The CPU

Medfield is the platform, Penwell is the SoC and the CPU inside Penwell is codenamed Saltwell. It's honestly not much different than the Bonnell core used in the original Atom, although it does have some tweaks for both power and performance.

Almost five years ago I wrote a piece on the architecture of Intel's Atom. Luckily (for me, not Intel), Atom's architecture hasn't really changed over the years so you can still look back at that article and have a good idea of what is at the core of Medfield/Penwell. Atom is still a dual-issue, in-order architecture with Hyper Threading support. The integer pipeline is sixteen stages long, significantly deeper than the Cortex A9's.
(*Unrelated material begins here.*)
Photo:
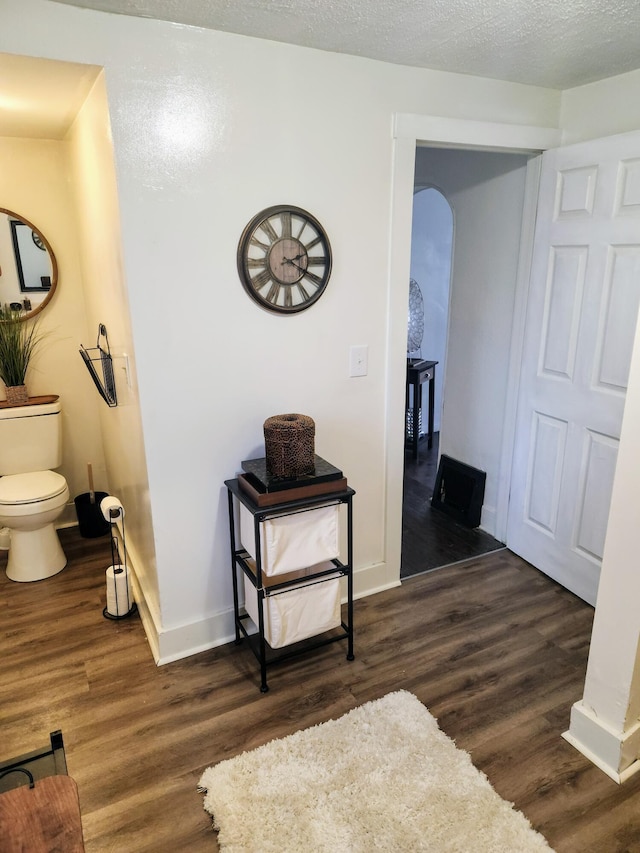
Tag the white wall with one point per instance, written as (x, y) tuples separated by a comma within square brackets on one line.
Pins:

The longer pipeline was introduced to help reduce Atom's power consumption by lengthening some of the decode stages and increasing cache latency to avoid burning through the core's power budget. Atom's architects, similar to those who worked on Nehalem, had the same 2:1 mandate: every new feature added to the processor's design had to deliver at least a 2% increase in performance for every 1% increase in power consumption.

Atom is a very narrow core as the diagram below will show:

 

There are no dedicated integer multiply or divide units, that's all shared with the FP hardware. Intel duplicated some resources (e.g. register files, queues) to enable Hyper Threading support, but stopped short of increasing execution hardware to drive up efficiency. The tradeoff seems to have worked because Intel is able to deliver performance better than a dual-core Cortex A9 from a single HT enabled core. Intel also lucks out because while Android is very well threaded, not all tasks will continually peg both cores in a dual-core A9 machine. At higher clock speeds (1.5GHz+) and with heavy multi-threaded workloads, it's possible that a dual-core Cortex A9 could outperform (or at least equal) Medfield but I don't believe that's a realistic scenario.

Architecturally the Cortex A9 doesn't look very different from Atom:

 

Here we see a dedicated integer multiply unit (shared with one of the ALU ports) but only a single port for FP/NEON. It's clear that the difference between Atom and the Cortex A9 isn't as obvious at the high level. Instead it's the lower level architectural decisions that gives Intel a performance advantage.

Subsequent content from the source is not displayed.